School news

Abilene attorney Hank Royer, left, Jeffcoat Foundation trustee, tells the Abilene Board of Education why he believes having a calming room at Abilene High School is a good idea. Royer donated $2,000 to AHS. Senior Beth Holmes, right, told the school board why the calming room is an important component to student mental health.


Abilene High School students who need a little break from the stress of grades, peers, jobs or whatever will have a room at school where they can decompress and calm down.

The Abilene Board of Education heard a presentation from AHS Senior Beth Holmes explaining why a calming or decompression room is a good idea.

Following Holmes’ presentation, the board accepted a $2,000 grant from Jeffcoat Foundation Trustee Hank Royer to furnish a calming/decompression room at the school.

“Last year I was a junior and a lot of people say it’s the toughest year for students regarding curriculum, peer pressure and everything,” Holmes told board members.

“I noticed an increase in my friends’ and peers’ anxiety — including mine.”

Common problem

Holmes decided to research “anxiety in schools” this past summer and discovered it’s a common problem everywhere. She noted:

• Over the last seven years on a national level, anxiety is the most prevalent mental disorder in all students at 25 percent.

• A variety of factors add to students’ anxiety, including homework load, peer pressure and home life.

“I found many coping mechanisms and techniques students can do, but one of the biggest things I saw in school specifically was a calming or decompression room,” Holmes said.

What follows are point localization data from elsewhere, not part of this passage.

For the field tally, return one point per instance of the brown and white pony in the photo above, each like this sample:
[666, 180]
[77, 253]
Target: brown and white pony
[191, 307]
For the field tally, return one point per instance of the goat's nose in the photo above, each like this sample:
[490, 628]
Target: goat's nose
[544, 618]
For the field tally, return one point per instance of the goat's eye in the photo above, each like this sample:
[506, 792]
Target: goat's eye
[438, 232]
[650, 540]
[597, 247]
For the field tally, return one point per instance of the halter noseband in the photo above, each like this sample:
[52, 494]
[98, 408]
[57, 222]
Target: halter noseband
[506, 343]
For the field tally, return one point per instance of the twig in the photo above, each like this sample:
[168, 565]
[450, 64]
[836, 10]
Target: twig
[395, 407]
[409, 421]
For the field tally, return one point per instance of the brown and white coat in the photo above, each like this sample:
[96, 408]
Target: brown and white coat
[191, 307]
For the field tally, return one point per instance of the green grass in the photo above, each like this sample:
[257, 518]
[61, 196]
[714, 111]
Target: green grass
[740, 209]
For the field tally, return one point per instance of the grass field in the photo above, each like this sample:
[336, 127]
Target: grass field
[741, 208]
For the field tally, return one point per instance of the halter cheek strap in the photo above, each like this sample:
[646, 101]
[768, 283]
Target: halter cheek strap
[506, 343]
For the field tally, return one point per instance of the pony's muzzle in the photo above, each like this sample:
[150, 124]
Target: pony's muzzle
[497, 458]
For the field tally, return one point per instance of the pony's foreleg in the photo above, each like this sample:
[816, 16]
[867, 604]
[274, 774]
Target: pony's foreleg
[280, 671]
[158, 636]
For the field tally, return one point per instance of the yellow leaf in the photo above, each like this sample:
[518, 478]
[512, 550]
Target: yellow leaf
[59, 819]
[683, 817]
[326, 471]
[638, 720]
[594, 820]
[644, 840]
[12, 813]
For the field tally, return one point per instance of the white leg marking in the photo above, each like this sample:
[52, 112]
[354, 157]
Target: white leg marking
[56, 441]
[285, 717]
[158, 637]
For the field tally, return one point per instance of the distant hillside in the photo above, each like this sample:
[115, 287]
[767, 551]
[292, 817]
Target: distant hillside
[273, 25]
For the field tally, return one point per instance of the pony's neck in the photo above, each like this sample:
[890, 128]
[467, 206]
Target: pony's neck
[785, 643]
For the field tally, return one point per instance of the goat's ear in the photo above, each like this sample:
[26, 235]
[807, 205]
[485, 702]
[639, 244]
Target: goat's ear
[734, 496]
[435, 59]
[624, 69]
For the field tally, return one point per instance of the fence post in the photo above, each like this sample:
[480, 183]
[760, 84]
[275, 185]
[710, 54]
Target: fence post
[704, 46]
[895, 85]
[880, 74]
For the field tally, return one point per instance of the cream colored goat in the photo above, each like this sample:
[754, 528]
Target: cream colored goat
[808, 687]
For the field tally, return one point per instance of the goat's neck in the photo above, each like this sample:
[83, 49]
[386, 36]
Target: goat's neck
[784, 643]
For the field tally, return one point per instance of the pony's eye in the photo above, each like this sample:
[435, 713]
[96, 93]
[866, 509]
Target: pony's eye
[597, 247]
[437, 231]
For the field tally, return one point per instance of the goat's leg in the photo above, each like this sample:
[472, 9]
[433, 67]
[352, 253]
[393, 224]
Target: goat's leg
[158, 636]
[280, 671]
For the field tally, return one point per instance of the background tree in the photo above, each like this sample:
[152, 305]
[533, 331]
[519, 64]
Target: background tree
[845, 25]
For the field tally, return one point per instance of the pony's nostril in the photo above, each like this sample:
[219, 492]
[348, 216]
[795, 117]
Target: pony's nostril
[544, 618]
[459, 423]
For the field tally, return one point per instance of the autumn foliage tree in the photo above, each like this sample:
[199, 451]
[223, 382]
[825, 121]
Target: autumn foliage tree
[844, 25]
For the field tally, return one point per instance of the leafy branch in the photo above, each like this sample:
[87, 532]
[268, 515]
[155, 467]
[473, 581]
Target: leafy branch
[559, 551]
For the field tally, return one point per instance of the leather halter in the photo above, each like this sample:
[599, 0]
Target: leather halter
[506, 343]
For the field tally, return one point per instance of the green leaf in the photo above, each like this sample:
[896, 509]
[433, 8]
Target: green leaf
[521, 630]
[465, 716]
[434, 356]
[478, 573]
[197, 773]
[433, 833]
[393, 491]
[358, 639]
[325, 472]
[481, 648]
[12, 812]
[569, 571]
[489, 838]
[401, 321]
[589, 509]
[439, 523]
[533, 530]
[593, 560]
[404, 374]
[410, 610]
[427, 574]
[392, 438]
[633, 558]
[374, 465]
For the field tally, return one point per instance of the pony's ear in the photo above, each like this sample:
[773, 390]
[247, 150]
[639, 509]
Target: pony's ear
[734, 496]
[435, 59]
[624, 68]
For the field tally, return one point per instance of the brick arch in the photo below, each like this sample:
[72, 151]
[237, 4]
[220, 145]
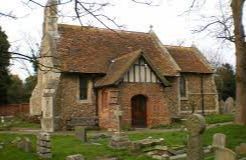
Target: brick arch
[139, 110]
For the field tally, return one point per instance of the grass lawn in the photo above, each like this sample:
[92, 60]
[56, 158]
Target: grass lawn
[219, 118]
[16, 122]
[67, 145]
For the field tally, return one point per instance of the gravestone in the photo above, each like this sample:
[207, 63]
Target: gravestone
[2, 119]
[44, 145]
[81, 133]
[75, 157]
[119, 139]
[221, 152]
[25, 144]
[195, 125]
[229, 106]
[222, 106]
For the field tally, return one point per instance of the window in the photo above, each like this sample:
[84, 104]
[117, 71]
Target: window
[182, 86]
[83, 86]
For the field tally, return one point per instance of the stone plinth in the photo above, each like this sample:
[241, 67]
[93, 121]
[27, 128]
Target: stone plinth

Research has found school calming rooms provide a place where students can obtain a sense of well-being through a variety of therapeutic interventions that can “benefit the entire school community, including parents,” Holmes said.

“Parents reported students came home in a calmer state of mind than before,” she added.

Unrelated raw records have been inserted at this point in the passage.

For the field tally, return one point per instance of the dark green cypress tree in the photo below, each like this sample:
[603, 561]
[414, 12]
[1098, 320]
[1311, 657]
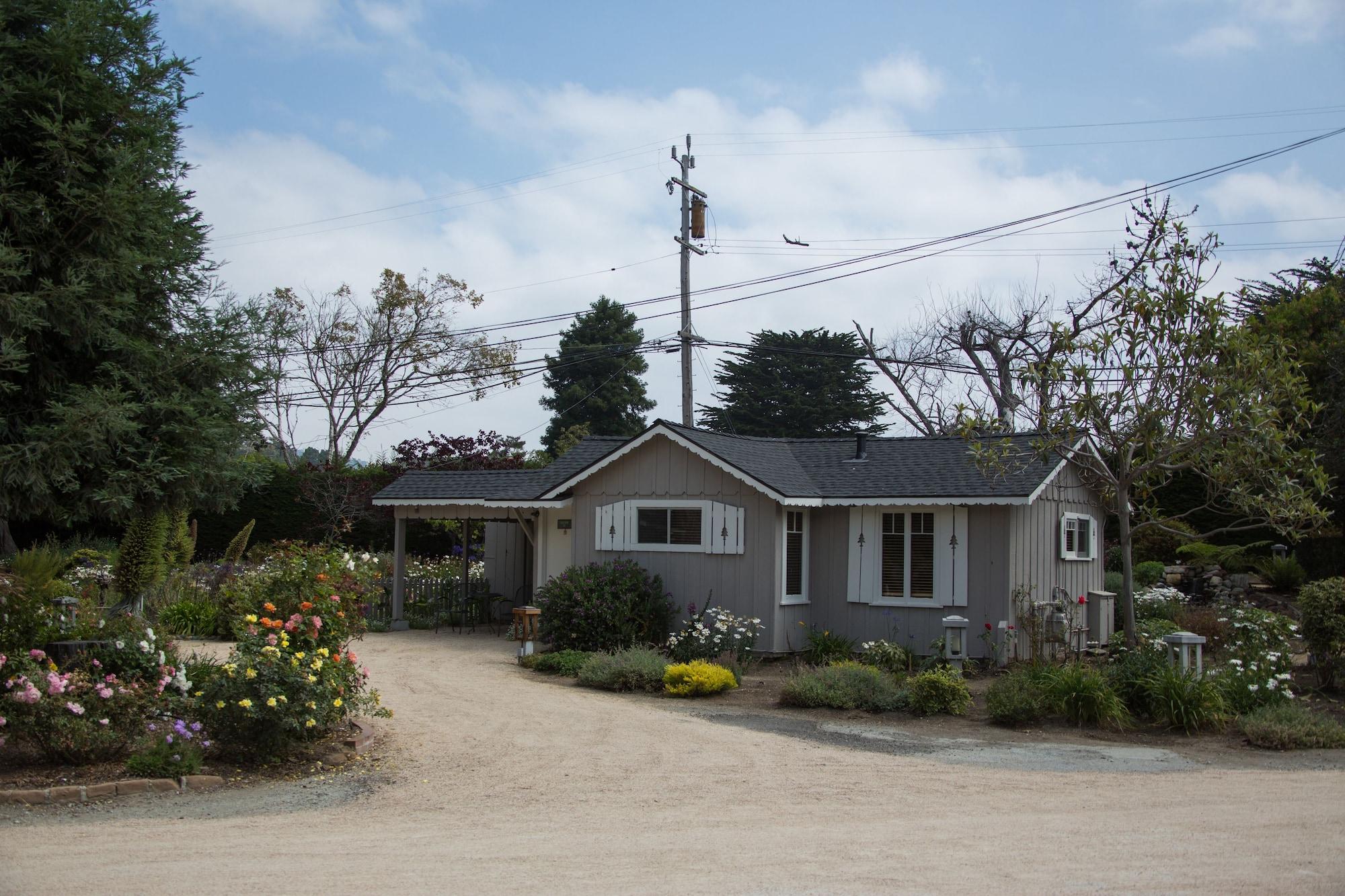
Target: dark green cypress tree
[122, 388]
[595, 380]
[796, 385]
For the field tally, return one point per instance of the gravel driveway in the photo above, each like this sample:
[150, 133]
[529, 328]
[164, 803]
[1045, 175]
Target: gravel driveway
[497, 782]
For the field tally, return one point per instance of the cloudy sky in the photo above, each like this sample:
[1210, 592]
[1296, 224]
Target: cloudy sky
[524, 147]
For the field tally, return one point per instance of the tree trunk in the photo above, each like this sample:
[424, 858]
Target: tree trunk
[1128, 581]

The goal for the AHS calming room is to provide a safe space and environment for students to decompress when overwhelmed.

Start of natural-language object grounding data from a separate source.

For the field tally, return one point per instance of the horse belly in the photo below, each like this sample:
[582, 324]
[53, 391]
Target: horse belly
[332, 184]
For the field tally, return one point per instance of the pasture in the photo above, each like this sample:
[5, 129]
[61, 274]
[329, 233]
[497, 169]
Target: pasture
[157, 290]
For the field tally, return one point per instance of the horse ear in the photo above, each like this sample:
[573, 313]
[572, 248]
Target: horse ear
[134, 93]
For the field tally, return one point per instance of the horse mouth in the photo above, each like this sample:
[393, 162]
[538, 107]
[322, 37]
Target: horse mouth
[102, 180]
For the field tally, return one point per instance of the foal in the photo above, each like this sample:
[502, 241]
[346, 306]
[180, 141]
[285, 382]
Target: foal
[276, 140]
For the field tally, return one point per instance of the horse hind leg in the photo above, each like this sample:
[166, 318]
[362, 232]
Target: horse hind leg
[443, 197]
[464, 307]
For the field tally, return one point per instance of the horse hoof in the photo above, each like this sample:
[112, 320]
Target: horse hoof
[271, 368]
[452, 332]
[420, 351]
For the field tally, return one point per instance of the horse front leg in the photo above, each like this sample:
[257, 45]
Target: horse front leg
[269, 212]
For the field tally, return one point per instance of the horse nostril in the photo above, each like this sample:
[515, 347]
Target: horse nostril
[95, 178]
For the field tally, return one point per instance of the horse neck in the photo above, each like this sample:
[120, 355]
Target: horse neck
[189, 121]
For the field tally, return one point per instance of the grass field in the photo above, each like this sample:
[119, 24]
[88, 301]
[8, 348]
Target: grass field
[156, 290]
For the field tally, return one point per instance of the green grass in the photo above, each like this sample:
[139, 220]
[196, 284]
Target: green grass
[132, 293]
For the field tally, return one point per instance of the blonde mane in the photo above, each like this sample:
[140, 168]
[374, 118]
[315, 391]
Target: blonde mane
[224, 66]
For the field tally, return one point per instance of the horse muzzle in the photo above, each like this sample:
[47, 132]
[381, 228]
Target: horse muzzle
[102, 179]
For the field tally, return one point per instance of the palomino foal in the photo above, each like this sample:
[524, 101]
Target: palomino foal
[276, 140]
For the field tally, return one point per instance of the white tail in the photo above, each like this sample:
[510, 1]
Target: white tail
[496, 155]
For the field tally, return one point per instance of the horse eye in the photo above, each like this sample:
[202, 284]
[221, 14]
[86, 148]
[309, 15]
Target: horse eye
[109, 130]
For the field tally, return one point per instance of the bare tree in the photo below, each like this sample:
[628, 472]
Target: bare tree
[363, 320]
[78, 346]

“Of course, we want to promote coping mechanisms and techniques for students to use in class so they don’t have to leave, but if they do have to leave to catch a few minutes for a break, we will be providing that safe space for them,” Holmes said.

Maize South

Maize South High School is a Kansas school with a calming room. Holmes said she visited with Lyndsey Brown, Maize’s school counselor, about the different rules and regulations.

Since Maize is a much bigger school, their room is located in the counselor wing so a counselor is always available to provide constant supervision.

At Abilene High School, the calming room will be located in the media center, behind Media Specialist Kim Townsend’s desk. Currently, the 10x12-foot room is being used for storage, but is also used for small meetings or if a teacher needs to talk to a student.

“But there are other areas for that too,” Holmes said, speaking of a meeting space.

Board Member Jeff Bathurst asked who would supervise students in the calming room. Holmes said Townsend had agreed to do that.

“We’ll ask students to leave their book bag and all electronics outside the room and she will monitor that. The only electronics in the room will be an iPad that will have access to the calming app,” Holmes said.

Some teachers use the calming app to help students relax, she explained. It plays different meditations or white noise.


The room will be furnished with a rug to cover the carpet, a beanbag made of memory foam, a rocking chair, a white noise machine, ambient lighting and various sensory objects.

The estimated cost for furnishings is around $1,700, which was rounded up to $2,000 “in hopes of furthering the talk of mental illness with an experiment,” according to information provided by Holmes.

Royer told the board the foundation is donating $2,000 to cover expenses.

“We think it’s a great idea to give a child a chance to get away from the peers that are causing the tension for a little bit,” Royer said.

He also donated a Himalayan salt lamp to be used in the room.

“I’m a believer in that. I have two in my house, one in my office,” Royer said. “I had an extra one and gave her (Holmes) one of my own.”

Board questions

Board Member Gregg Noel asked what effect social media has on students’ stress.

Holmes said there’s a lot of research about social media on that topic.

Board President Kyle Becker asked how long a student could spend in the room.

Holmes said at Maize South they recommend a 15-minute limit per student, but the student does not have to stay that long.

Bathurst wondered what happens when more than one student wants to use the room at the same time. Holmes said the school already has a pass system so perhaps something could be established where Townsend could notify the student when the room is empty.

Other donations

The school board also approved two donations for other district programs including:

• A $1,200 donation from the Don and Pat Berkley Family Fund through the Community Foundation of Dickinson County. The funds will be used for the After School Program.

• A $500 donation from Black & Co. Realtors to purchase items for the behavior store at Kennedy Primary School.